Savoir négocier contre l’exécutif
Le fil rouge – et bientôt ensanglanté – se déploie entre chaque acte : Paris est une véritable fourmilière, dans laquelle s’agitent les délégués des soixante districts. Deux figures de proue se dégagent de ce tas humain grouillant sur scène : Mme Lefranc, membre de l’extrême gauche et M. Gigart qui ne cesse de retourner sa chemise. Leur rôle grandit à mesure que l’idée d’une Assemblée Nationale, destinée à réunir les délégués des trois corps de la société française d’Ancien Régime (Noblesse, Clergé et Tiers État) s’affirme. À l’extérieur des États généraux, les assemblées de quartier déplorent la fin du négoce, les commerçants ont fermé boutique et le peuple assiste, infatigable, à la crise des États généraux tandis que les ventres des citoyens gargouillent. Le roi Louis XVI, au crâne poli par les années, ne sait d’abord pas où se placer face à l’émergence d’une voix populaire qui pourrait s’élever contre le pouvoir exécutif qu’il est censé représenter. Est-il fusionnel avec son peuple, comme l’illustre cette scène où l’on voit trois femmes s’agripper à son cou, ou tente-t-il d’écraser les Parisiens en perdant petit à petit le contrôle de son armée?

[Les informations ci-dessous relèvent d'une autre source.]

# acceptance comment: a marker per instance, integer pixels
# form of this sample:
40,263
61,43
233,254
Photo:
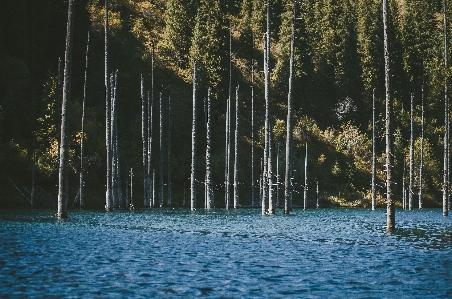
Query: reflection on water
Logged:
168,253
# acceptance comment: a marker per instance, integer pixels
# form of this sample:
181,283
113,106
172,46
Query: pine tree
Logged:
64,145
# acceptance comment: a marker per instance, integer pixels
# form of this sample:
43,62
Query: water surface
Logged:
175,253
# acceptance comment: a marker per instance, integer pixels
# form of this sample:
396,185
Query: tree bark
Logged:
193,147
252,126
82,137
446,123
161,151
108,201
305,189
236,150
209,189
64,145
421,164
169,151
144,141
410,191
289,131
374,155
390,206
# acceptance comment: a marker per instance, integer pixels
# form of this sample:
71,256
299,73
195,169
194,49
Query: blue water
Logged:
174,253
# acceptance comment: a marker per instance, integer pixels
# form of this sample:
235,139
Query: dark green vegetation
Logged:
338,61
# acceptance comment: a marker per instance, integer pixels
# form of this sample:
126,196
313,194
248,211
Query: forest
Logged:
338,72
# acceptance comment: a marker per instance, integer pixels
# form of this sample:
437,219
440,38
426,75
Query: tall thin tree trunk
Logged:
144,142
150,129
209,189
236,150
374,155
108,200
131,189
410,191
161,151
228,127
64,145
252,125
305,189
193,147
32,201
446,122
421,164
114,181
266,141
390,213
278,150
82,137
169,152
289,131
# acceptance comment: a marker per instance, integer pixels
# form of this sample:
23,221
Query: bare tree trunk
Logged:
228,127
278,150
114,165
252,126
421,164
236,150
209,189
64,145
161,151
266,129
446,123
108,201
390,213
169,151
289,133
193,147
411,192
131,189
32,201
144,143
305,189
82,137
374,155
150,129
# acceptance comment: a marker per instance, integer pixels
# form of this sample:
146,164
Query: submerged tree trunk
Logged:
82,137
289,123
236,150
209,189
169,152
193,147
64,145
446,123
144,141
108,200
390,213
374,155
410,191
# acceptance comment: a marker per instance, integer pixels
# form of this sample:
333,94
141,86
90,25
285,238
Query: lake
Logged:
175,253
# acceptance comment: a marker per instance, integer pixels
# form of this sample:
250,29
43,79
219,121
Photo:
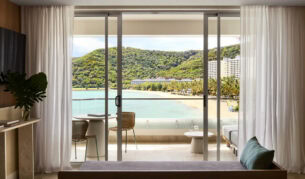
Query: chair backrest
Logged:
79,130
128,120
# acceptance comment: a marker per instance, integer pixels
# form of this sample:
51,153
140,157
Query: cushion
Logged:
255,156
234,138
227,129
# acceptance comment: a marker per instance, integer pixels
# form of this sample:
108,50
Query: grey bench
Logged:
168,170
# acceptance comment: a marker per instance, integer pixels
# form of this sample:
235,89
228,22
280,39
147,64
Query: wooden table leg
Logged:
96,128
26,152
3,169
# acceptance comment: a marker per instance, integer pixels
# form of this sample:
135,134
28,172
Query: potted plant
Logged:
26,91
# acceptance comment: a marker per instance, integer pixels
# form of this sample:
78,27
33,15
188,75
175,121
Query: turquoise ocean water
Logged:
142,108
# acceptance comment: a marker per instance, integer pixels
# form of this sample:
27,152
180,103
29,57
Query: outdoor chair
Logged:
79,130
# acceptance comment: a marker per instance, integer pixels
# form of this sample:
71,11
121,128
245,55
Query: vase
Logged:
25,115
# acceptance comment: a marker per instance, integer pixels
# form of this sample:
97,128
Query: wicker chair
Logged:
128,123
79,130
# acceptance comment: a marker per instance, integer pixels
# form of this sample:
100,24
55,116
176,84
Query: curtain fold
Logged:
272,92
49,46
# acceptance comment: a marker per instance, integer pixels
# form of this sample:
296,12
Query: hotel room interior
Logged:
152,88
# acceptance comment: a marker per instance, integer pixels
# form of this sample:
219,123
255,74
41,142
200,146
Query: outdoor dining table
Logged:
96,127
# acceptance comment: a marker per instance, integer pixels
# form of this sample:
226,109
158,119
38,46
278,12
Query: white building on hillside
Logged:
229,67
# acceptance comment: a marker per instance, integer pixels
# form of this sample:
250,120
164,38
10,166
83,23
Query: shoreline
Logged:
196,104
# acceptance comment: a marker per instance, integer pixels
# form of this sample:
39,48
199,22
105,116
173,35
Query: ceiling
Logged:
159,17
158,2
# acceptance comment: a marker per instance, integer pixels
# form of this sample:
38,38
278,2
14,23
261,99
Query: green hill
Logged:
88,71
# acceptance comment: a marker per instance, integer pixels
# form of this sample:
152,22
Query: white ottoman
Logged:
197,141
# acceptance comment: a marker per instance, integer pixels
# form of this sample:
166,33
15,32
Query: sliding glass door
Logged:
113,87
178,72
97,85
221,87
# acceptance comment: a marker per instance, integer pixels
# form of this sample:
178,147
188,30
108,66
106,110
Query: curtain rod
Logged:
155,8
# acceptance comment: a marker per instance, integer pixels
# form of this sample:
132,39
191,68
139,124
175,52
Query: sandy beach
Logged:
198,104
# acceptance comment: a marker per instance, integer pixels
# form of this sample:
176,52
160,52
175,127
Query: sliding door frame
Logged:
207,15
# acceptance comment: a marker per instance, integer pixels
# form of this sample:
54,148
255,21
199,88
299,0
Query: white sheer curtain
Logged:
49,46
272,93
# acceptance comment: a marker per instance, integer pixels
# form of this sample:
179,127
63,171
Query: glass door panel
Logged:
88,94
229,80
114,40
163,84
223,84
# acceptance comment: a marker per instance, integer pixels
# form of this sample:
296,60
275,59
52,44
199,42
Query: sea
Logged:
168,109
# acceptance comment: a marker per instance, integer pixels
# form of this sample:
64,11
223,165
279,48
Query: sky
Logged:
85,44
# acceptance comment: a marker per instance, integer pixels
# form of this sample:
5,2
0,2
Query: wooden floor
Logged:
156,152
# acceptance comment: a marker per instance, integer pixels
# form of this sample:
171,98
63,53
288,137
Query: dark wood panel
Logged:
248,174
9,15
10,19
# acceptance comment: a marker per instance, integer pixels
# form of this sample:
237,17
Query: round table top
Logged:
86,117
197,134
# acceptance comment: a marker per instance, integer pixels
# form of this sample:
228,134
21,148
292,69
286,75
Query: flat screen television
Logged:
12,51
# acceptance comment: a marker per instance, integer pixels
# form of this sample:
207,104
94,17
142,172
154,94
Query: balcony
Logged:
158,137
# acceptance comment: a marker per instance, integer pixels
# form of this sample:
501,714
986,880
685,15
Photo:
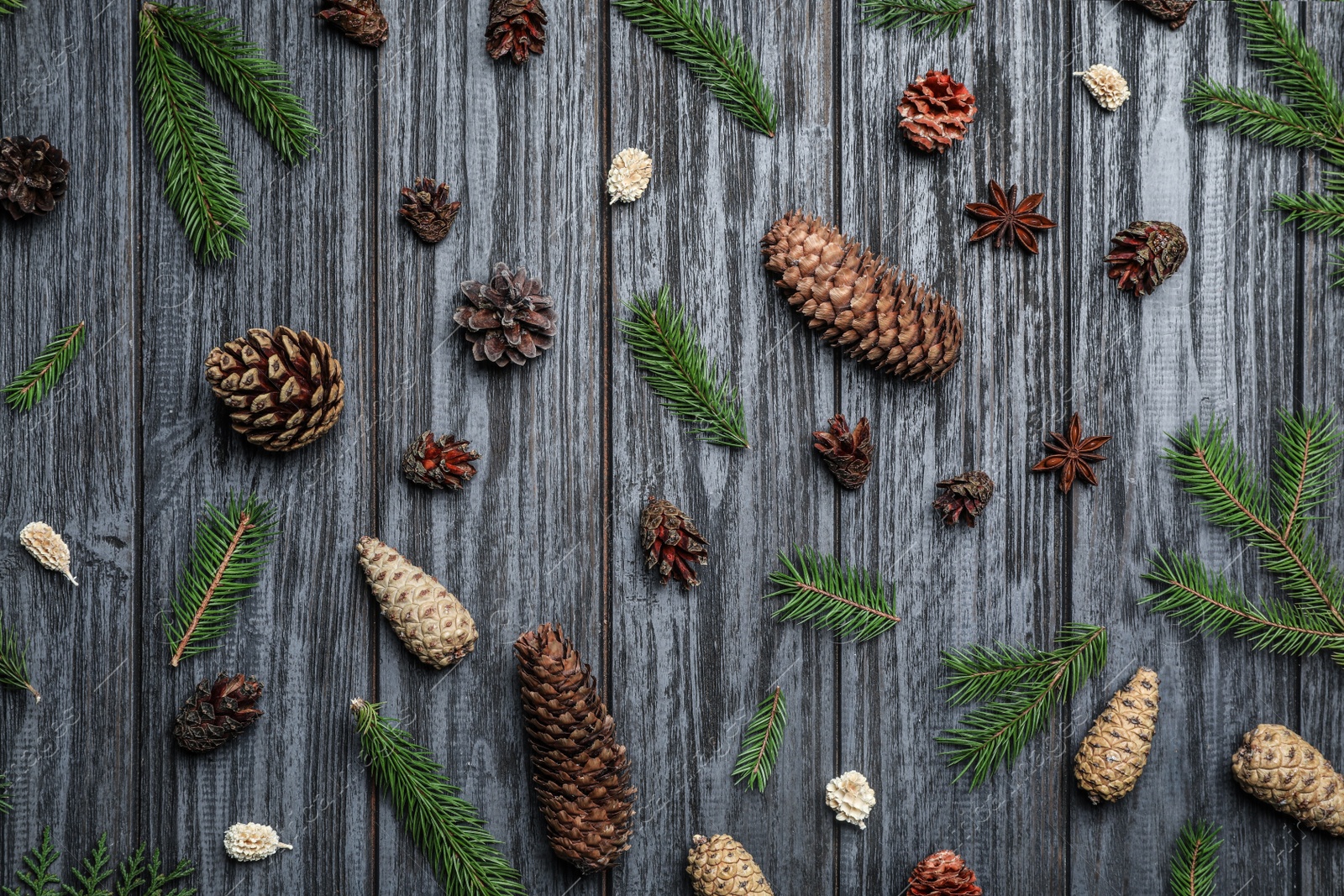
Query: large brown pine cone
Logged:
860,302
580,770
217,714
33,176
508,320
284,390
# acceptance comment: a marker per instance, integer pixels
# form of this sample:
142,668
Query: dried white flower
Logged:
47,547
851,799
629,175
1106,85
249,842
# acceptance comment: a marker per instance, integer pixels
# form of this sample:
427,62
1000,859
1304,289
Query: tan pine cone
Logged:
1115,752
432,624
1276,765
722,867
862,304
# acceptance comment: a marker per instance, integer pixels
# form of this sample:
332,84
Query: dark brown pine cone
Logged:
33,176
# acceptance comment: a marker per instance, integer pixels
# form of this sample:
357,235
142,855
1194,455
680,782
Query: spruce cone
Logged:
944,873
33,176
722,867
848,453
517,27
360,20
428,210
445,464
580,772
936,110
507,320
1146,254
432,622
967,493
1115,752
1277,766
859,301
217,714
671,542
284,390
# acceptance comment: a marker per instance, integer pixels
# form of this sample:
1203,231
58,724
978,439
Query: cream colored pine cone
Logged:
427,617
47,547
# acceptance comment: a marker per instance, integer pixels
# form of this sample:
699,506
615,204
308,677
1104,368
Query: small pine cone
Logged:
944,873
217,714
360,20
1146,254
580,770
722,867
848,453
862,304
964,495
47,547
1106,85
444,464
517,29
429,620
284,390
629,175
936,110
427,208
508,320
1277,766
1115,752
671,542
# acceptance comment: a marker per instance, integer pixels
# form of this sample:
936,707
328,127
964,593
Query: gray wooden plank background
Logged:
121,457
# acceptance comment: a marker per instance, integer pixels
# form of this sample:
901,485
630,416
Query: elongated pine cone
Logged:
580,770
944,873
848,453
508,320
360,20
671,543
722,867
1146,254
964,497
284,390
1115,752
1277,766
428,211
217,714
429,620
33,176
862,304
517,29
444,464
936,110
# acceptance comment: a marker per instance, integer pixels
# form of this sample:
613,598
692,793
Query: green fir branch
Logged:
830,594
201,181
1025,684
33,385
717,56
226,558
447,828
1195,859
669,351
763,741
934,16
257,85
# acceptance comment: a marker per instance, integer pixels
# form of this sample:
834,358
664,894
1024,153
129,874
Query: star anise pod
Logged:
1005,217
1072,456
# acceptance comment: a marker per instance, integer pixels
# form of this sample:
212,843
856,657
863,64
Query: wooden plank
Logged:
690,668
523,543
307,631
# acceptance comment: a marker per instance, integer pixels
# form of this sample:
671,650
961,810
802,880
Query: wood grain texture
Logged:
125,452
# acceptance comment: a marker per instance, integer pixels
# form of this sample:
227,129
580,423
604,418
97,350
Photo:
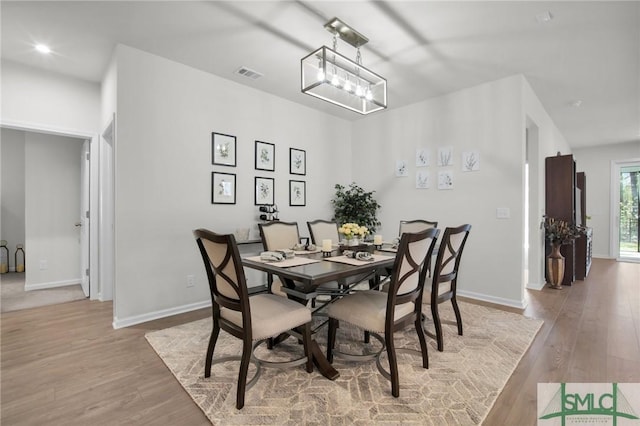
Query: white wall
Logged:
165,115
12,190
52,207
484,118
489,118
596,163
39,99
548,142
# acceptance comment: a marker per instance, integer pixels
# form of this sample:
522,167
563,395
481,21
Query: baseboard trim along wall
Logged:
139,319
536,286
497,300
52,284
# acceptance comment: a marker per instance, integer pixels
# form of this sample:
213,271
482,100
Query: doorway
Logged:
48,268
625,207
628,209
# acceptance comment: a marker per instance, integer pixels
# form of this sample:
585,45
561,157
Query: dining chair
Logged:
444,281
387,312
323,230
416,225
251,319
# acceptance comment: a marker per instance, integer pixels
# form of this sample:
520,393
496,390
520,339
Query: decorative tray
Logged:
360,247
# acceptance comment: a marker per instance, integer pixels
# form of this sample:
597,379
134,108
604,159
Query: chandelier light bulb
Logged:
369,95
320,74
358,89
347,85
335,80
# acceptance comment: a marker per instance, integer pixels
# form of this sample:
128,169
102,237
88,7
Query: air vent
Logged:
249,73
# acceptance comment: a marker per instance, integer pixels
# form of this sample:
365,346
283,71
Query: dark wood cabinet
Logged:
561,202
583,255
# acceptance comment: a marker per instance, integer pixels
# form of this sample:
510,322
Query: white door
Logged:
84,217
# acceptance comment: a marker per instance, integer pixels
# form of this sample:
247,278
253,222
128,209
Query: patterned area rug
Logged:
459,388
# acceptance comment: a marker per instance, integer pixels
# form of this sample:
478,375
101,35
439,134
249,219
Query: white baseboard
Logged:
601,256
492,299
139,319
52,284
536,286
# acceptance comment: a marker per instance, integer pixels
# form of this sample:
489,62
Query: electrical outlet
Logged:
503,213
191,280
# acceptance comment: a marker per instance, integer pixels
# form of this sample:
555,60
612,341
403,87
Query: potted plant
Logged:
355,205
558,232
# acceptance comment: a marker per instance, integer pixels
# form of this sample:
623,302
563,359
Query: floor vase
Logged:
555,267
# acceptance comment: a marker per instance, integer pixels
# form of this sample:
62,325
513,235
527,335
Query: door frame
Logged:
94,189
614,223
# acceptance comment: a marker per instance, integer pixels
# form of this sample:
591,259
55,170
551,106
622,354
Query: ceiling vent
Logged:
249,73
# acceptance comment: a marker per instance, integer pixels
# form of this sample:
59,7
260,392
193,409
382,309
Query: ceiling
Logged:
587,54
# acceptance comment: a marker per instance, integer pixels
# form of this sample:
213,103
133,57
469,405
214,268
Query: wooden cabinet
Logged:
583,255
560,203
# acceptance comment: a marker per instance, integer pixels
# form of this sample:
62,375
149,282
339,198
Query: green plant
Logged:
559,231
353,204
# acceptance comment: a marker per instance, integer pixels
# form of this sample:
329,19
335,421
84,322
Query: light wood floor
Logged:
65,365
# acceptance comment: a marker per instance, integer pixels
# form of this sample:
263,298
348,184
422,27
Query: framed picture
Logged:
223,148
402,168
297,161
264,191
297,193
265,156
223,188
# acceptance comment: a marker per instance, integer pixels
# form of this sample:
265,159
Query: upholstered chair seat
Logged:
378,312
270,315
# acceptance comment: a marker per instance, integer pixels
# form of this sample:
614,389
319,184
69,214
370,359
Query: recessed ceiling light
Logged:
43,48
544,18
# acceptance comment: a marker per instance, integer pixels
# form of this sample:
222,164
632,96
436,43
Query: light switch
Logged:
503,213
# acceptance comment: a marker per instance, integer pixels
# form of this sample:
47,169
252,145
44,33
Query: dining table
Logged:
303,274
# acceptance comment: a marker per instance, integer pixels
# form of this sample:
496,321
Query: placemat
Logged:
303,252
286,263
356,262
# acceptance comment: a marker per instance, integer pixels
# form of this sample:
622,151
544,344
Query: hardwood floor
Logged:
64,364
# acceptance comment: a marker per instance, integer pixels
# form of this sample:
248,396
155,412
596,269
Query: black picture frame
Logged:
264,191
223,149
297,161
297,193
265,154
223,188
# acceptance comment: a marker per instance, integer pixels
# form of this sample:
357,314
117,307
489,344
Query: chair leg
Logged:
331,338
393,364
244,368
212,344
423,341
306,342
438,326
456,310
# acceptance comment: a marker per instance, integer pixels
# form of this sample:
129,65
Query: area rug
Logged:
459,388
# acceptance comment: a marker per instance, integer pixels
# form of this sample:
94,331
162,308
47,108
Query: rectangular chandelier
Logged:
332,77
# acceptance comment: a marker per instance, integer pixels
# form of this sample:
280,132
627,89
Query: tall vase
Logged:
555,267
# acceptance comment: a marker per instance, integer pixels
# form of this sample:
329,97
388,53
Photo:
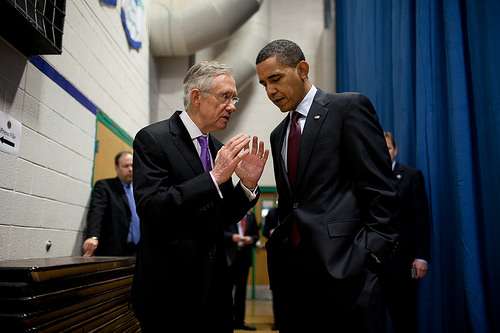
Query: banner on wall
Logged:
132,14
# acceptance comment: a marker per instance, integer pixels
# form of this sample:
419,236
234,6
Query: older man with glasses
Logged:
185,198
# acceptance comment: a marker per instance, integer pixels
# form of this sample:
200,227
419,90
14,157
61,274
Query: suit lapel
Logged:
398,172
315,118
278,147
184,144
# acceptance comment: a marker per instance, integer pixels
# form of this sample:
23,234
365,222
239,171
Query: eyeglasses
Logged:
225,98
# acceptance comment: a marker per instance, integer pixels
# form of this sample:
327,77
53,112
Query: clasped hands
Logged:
245,157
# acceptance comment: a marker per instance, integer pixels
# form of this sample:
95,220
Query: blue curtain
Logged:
432,70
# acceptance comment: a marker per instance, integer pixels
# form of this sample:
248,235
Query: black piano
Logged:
67,294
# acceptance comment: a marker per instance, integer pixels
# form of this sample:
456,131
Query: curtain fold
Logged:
432,70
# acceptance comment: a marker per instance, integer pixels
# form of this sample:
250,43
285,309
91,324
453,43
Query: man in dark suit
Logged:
185,198
271,222
410,264
336,200
240,241
112,221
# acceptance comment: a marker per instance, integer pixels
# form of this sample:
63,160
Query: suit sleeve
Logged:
99,201
254,229
421,212
369,164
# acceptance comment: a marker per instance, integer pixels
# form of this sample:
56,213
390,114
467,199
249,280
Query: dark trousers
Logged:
311,300
239,273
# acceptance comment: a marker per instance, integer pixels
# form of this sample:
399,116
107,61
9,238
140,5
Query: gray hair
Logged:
200,76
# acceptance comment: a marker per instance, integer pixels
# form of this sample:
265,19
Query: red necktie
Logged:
292,162
243,225
293,146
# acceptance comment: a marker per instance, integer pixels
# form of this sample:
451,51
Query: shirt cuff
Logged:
249,193
216,185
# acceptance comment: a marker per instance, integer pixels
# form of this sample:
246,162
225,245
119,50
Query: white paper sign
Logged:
10,134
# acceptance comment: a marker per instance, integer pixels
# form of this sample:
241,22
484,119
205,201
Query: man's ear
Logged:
303,69
195,96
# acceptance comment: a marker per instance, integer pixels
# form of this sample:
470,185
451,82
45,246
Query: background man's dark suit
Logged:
399,288
270,223
108,218
342,202
240,261
182,219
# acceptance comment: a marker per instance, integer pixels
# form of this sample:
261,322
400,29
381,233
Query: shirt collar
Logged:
191,127
125,185
304,106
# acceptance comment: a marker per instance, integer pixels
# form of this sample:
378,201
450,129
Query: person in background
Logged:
336,200
240,240
403,272
185,199
112,221
271,222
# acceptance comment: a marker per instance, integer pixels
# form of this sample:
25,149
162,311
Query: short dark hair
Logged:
388,135
120,154
287,52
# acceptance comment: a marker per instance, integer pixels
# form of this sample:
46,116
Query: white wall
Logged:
303,24
45,190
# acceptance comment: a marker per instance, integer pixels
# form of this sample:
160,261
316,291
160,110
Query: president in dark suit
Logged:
185,198
112,221
336,200
402,273
240,242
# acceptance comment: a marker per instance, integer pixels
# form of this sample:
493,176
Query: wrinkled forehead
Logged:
224,83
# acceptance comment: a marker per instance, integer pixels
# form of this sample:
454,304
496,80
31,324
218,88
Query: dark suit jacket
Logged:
414,215
109,217
182,222
245,252
270,223
344,199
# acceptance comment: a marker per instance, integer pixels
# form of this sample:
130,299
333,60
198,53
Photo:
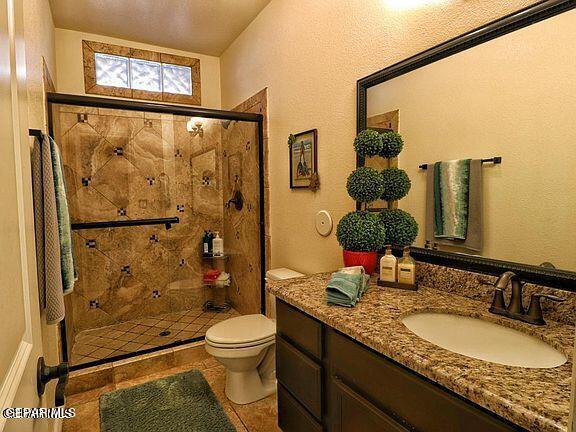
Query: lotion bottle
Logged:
388,266
218,245
407,268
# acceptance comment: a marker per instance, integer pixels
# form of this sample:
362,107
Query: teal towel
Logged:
64,226
451,193
346,289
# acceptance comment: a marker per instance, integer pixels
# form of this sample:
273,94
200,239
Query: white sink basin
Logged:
483,340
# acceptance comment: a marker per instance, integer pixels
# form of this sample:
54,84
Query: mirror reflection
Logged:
512,98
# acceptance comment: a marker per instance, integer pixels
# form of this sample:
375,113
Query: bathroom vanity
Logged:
361,369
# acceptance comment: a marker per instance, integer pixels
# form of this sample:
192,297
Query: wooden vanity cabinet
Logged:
328,381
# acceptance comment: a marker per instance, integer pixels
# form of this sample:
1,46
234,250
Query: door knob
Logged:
46,374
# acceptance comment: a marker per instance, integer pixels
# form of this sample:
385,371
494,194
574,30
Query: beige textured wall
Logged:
71,73
511,97
309,53
39,41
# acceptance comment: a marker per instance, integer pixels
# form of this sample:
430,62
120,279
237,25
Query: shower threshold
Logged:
143,334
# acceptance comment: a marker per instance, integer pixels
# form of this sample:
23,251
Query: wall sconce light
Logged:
194,126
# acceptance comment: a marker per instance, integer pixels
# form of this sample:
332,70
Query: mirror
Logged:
514,97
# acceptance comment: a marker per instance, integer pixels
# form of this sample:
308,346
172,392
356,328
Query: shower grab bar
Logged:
114,224
125,223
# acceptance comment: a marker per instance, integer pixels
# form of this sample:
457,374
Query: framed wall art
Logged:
303,160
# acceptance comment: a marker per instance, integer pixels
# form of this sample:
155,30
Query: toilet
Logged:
244,345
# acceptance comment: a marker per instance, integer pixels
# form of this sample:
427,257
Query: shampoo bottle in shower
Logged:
407,268
388,266
218,245
206,244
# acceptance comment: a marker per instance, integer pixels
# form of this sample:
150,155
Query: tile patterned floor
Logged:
260,416
144,333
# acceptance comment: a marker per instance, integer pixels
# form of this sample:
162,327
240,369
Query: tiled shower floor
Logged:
143,333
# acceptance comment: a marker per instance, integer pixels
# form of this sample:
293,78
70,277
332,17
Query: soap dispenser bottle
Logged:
218,245
407,268
388,266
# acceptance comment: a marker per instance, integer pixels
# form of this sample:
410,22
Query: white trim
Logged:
13,377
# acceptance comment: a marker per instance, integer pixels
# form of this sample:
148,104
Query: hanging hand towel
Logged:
451,187
48,260
473,235
64,226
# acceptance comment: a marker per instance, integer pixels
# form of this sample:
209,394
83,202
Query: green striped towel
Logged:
451,192
346,289
64,226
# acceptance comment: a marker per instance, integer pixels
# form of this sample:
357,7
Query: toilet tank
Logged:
277,274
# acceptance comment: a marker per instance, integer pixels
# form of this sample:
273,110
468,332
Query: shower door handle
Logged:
46,374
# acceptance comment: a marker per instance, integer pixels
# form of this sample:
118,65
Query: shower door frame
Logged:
183,110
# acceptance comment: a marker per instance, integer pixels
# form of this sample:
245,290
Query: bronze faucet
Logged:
515,308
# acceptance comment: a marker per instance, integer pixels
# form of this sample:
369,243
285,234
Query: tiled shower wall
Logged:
135,165
242,228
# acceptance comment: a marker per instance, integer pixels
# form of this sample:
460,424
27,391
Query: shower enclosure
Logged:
144,183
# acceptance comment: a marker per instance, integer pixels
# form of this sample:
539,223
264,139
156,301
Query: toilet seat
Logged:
241,332
240,345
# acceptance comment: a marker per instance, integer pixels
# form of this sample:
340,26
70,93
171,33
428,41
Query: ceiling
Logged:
200,26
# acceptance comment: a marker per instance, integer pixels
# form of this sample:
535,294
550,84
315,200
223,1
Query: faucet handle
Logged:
498,305
534,314
483,281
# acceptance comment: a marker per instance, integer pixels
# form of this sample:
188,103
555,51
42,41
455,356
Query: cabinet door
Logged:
353,413
300,375
292,417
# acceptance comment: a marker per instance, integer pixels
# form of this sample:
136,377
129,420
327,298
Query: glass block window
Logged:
112,71
177,79
145,75
118,71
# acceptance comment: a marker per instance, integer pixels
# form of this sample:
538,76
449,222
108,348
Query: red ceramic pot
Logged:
367,260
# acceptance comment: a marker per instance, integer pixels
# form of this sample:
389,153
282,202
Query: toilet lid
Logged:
240,330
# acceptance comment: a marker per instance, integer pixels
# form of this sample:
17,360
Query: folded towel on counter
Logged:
454,204
347,286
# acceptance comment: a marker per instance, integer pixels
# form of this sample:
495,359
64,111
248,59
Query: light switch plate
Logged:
324,223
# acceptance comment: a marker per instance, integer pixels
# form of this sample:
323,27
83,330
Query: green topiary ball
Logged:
396,184
401,227
361,231
392,145
368,143
365,184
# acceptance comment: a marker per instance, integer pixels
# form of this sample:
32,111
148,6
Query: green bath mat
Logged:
178,403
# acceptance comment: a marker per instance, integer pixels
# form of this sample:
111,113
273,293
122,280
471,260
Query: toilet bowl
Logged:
245,346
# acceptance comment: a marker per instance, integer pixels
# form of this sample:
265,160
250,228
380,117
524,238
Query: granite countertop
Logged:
536,399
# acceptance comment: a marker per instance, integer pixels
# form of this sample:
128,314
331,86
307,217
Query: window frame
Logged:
90,48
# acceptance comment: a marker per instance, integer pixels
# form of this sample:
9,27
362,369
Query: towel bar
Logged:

Il se prétend détenteur du pouvoir suprême et c’est en le voyant ainsi affublé d’un costume trois pièces aux côtés de sa blonde platine – la reine –, que l’on revient dans notre sphère parlementaire où le recours au 49.3, la gouvernance par décret, fait toujours fureur.
Ça finit toujours par aller…
Quel pied de nez à la misère, lorsque la conseillère de la reine et cette dernière se prélassent contre le billard alors que le chaos règne au dehors. Elles se fatiguent d’elles-mêmes en faisant rouler les billes pour écraser leur ennui. Et pourtant, ce sont bien les vieux rouages de ce système politique en faillite qui auraient besoin de leur huile de coude. Le port altier et la démarche énergique du roi ne sont plus que les fantômes d’un monde révolu. Il semble, lui aussi, contaminé par l’indifférence de sa compagne à l’égard de la situation et il déclame ce mantra, devenu obsolète face à la révolte : malgré tout, « ça ira » – un clin d’œil au refrain des sans-culottes en 1792 :« Ah ça ira, ça ira, ça ira, les aristocrates on les pendra ! »
Face à ce tableau de personnalités apathiques, on se dit d’abord que la « Fin de Louis », qu’annonce le titre, sera bénéfique pour les Français. Mais en regard des tête-à-tête musclés entre les divers représentants des assemblées, on peut se demander si le peuple est vraiment prêt pour la liberté. La suite au prochain épisode.